Although the albums lack dates and inscriptions, they probably belonged to а German soldier who visited Warsaw sometime after the establishment of the Ghetto in November 1940 and before the Warsaw Ghetto uprising in April 1943. At the height of its existence in 1941, the Warsaw Ghetto included more than 500,000 Jews from Warsaw and surrounding towns. They lived in subhuman conditions in a small area segregated from the rest of the city by wire and brick walls. Fueled by years of massive Nazi propaganda, the occupied Warsaw was a popular destination for Wehrmacht soldiers who came here to see for themselves the “authentic” East European Jews and their culture.
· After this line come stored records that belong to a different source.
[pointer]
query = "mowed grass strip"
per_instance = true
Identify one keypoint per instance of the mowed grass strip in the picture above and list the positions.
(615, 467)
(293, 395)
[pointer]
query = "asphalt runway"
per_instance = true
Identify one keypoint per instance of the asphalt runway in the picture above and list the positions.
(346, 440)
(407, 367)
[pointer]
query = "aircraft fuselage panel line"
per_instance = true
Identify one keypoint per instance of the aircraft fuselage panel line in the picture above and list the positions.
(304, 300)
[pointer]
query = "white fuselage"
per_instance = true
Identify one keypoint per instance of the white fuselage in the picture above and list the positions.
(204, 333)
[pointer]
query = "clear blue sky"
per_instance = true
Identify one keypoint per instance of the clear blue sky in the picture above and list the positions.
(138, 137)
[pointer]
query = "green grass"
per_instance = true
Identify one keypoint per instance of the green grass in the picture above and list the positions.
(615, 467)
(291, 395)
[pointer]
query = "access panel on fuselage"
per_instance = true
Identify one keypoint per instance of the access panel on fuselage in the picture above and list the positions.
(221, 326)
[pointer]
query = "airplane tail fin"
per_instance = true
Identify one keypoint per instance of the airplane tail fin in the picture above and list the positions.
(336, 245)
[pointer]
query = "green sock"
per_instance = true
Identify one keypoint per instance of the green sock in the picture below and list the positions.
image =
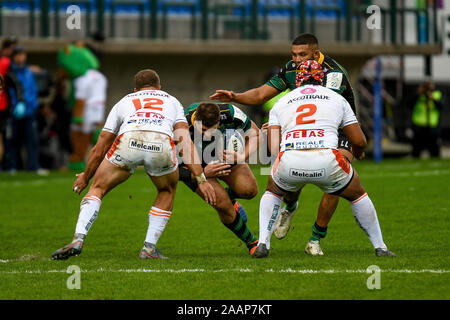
(290, 206)
(240, 229)
(318, 232)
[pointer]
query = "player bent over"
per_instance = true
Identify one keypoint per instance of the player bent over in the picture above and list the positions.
(140, 130)
(208, 121)
(306, 122)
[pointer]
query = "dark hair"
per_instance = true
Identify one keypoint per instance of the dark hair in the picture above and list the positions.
(305, 38)
(146, 78)
(208, 113)
(8, 42)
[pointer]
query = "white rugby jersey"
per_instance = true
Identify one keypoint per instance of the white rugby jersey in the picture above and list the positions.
(310, 116)
(146, 110)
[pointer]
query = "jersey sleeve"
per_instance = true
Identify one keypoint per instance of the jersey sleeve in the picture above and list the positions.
(278, 81)
(240, 119)
(180, 117)
(348, 116)
(113, 121)
(273, 116)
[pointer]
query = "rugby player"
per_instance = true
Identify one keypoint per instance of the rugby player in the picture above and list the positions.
(208, 121)
(303, 131)
(139, 130)
(304, 47)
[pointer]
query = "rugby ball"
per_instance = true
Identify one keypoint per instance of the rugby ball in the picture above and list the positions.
(233, 141)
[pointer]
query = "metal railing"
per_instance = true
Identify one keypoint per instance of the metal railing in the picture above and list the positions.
(302, 17)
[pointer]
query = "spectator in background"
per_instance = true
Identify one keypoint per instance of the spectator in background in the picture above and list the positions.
(426, 105)
(7, 48)
(23, 119)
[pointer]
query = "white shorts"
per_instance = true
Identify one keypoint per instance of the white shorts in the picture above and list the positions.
(154, 150)
(327, 168)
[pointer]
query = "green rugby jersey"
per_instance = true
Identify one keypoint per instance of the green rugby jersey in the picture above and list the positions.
(231, 117)
(336, 78)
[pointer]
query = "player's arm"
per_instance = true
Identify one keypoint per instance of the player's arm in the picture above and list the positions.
(252, 139)
(251, 97)
(357, 138)
(78, 109)
(96, 156)
(274, 139)
(191, 160)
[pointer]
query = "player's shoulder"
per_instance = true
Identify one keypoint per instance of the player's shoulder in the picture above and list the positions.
(191, 108)
(290, 66)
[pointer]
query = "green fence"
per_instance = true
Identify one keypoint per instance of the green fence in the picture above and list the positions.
(204, 14)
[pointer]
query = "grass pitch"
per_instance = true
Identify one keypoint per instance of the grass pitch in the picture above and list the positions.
(206, 261)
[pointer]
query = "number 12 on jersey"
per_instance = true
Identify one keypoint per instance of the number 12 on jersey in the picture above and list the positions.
(148, 103)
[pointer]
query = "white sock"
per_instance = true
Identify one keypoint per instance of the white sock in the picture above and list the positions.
(366, 217)
(157, 220)
(89, 207)
(269, 210)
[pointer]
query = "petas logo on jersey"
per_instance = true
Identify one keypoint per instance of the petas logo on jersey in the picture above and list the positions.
(308, 91)
(305, 133)
(145, 146)
(300, 173)
(148, 114)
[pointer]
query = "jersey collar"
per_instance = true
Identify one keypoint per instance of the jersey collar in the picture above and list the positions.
(321, 58)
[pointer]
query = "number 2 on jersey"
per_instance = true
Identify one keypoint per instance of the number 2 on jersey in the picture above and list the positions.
(149, 103)
(306, 110)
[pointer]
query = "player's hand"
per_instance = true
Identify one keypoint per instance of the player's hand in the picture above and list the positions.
(223, 95)
(80, 183)
(232, 157)
(264, 127)
(208, 192)
(216, 170)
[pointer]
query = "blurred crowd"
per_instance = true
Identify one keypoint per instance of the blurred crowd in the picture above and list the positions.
(48, 121)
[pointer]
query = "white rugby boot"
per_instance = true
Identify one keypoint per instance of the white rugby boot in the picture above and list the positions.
(313, 248)
(284, 222)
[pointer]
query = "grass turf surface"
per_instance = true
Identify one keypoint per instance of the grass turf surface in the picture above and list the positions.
(206, 261)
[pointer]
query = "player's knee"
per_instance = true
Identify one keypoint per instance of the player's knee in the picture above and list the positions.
(249, 191)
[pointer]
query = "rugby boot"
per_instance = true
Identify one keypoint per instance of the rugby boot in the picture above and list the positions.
(284, 222)
(380, 252)
(313, 248)
(149, 251)
(261, 251)
(239, 208)
(72, 249)
(252, 247)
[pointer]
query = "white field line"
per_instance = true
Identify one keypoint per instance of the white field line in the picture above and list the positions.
(37, 182)
(263, 171)
(289, 270)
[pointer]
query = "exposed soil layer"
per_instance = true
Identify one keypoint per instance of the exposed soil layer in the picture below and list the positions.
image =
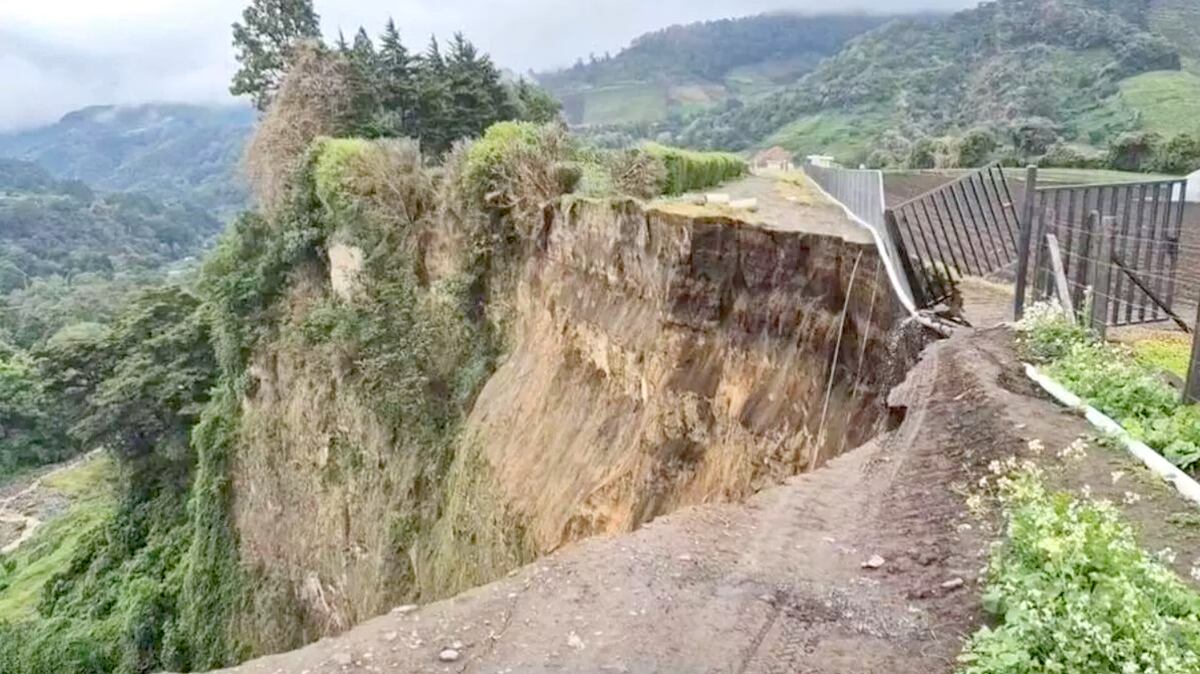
(777, 584)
The first album presents a broad spectrum of people and activities taking place inside the Ghetto walls. It comprises twenty-four photographs probably taken during a single day as the photographer strolled through the streets documenting his encounters with the doomed inhabitants. The images vary from close up portraits of people directly facing the camera to more general depictions of the busy street life, misery, and suffering.
The photographer captured “typical Jewish” men with long beards wearing traditional attire, women with strollers in the park, rickshaws used for transporting people and goods, crowded marketplaces with inhabitants trying to make a living by selling potatoes, warm water, and the obligatory Star of David armbands, uprooted families arriving to the Ghetto from nearby towns, homeless children begging for food, and people collapsing and dying on the sidewalks from hunger and diseases.
The second album presents forty-seven photographs depicting mostly street views and buildings on the “Aryan” side of Warsaw, including images of the Ghetto wall (Ulica Graniczna), views of the Old town with its charming narrow streets and alleys, palaces with Nazi flags and German soldiers, and historical monuments, many of which were later destroyed. This album also contains several aerial views of the soon to be destroyed city and bridges over the Vistula river.
Taken by a perpetrator, these photographs serve as important historical evidence of the Holocaust and Nazi atrocities in Poland.
The albums are currently on display as the September spotlight exhibit in Special Collections. After the exhibit closes, they will be digitized. They will soon be available on the Marble (Museums, Archives, Rare Books and Libraries Exploration) online platform.